As regards the shorter-term effects of discretionary fiscal policy changes, using data for 20 OECD countries from 1970–2000, Alesina and Perotti (1999) found that fiscal policy changes designed to reduce the budget deficit have contractionary effects, but that spending increases do not have a significant impact on GDP growth. They argue that deficit reduction plans typically involve politically unpopular tax increases and spending cuts, and it is the expectation of future fiscal adjustments that reduces current aggregate demand.

Empirical evidence on the impact of fiscal policy on economic performance is diverse and inconclusive, which is perhaps not surprising given the complexity of the transmission channels involved. There are significant methodological difficulties in separating the effects of fiscal policy changes from those of other factors, and in identifying the size of the effects.

4. Policy implications

The other strategy for fiscal policy is to spend more on government services or less on goods subsidies so that a given volume of employment and national income is obtained with more resources devoted to government services—and hence with a higher average quality of alternative resources used. This strategy would involve: a shift of resources, or resources in training, from the private to the government sector… in order to increase government supply capabilities in relative terms and also in terms of their productivity; a shift of resources from industries producing private are to those producing public services in order to improve the quality of government services; and an increase in the average quality of human resources used at each occupation.

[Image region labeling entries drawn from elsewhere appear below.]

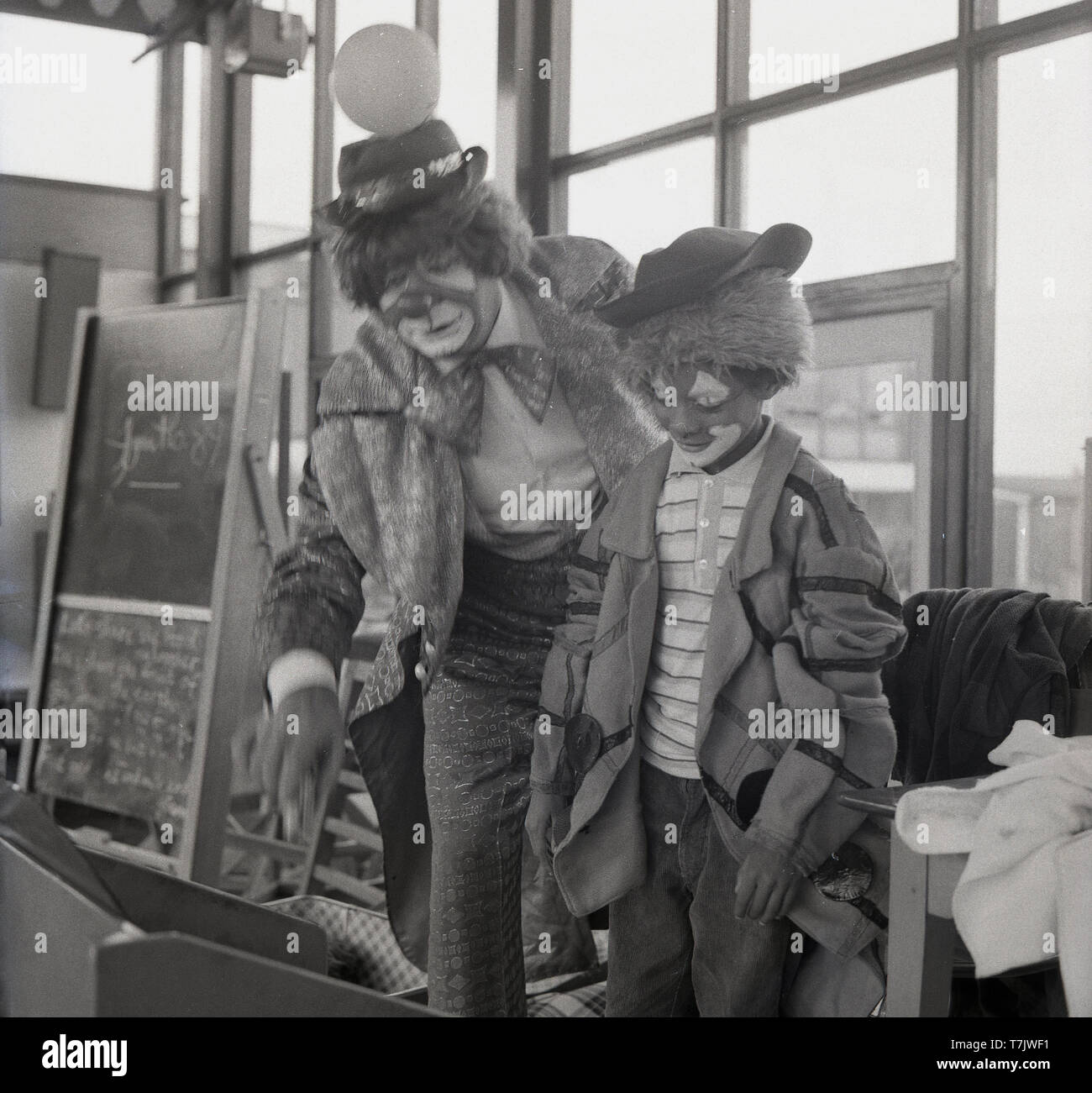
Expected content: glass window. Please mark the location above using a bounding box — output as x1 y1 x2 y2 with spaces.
436 0 497 177
770 309 933 596
0 15 160 190
743 72 955 281
569 138 712 262
993 34 1092 599
570 0 717 152
323 0 415 190
748 0 958 98
248 0 315 250
976 0 1068 26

If the results of this paper are accepted, that is, government services enable the private sector to obtain a higher standard of living than it could otherwise attain, the next step is to examine policy implications. The analysis in the paper indicates that there are at least three alternative strategies for fiscal policy depending on the problem involved in attaining higher employment and national income, and each strategy has certain definite implications for the kind of government service and type of taxation that should be used. Any of the three strategies can be pursued at any level of employment, but for expository purposes it is convenient to discuss each strategy under the assumption that there is substantial unemployment.

5. Conclusion

The main impact of fiscal policy on the UK economy has been to change AD. AD is the total level of planned expenditure in an economy; it is the total amount of goods and services that will be purchased at all possible price levels. An increase in government spending involves an injection of demand into the economy; it will lead to a shift in the AD curve to the right. This will lead to an increase in the equilibrium level of national income and therefore achieve economic growth. Economic growth is an increase in national income NDP over time. It results in an improvement in living standards and increased employment as labor demand will increase. It is argued that an increase in government spending will lead to a multiplied increase in national income. This is because the extra injection of demand will cause the national income to increase to a new equilibrium level. This will therefore lead to multiple rounds of increased employment and output until the effect dies out.

Fiscal policy is the use of government’s revenue and expenditure as tools to influence the economy. Through the use of government spending and taxation, this can attempt to achieve the desired economic objectives. These can include changes to the rate of economic growth, inflation, unemployment, and the balance of payments. Expansionary fiscal policy involves the government increasing spending and reducing taxes in order to increase aggregate demand (AD) and achieve economic objectives. Conversely, deflationary fiscal policy involves a decrease in government spending and an increase in taxation to reduce AD.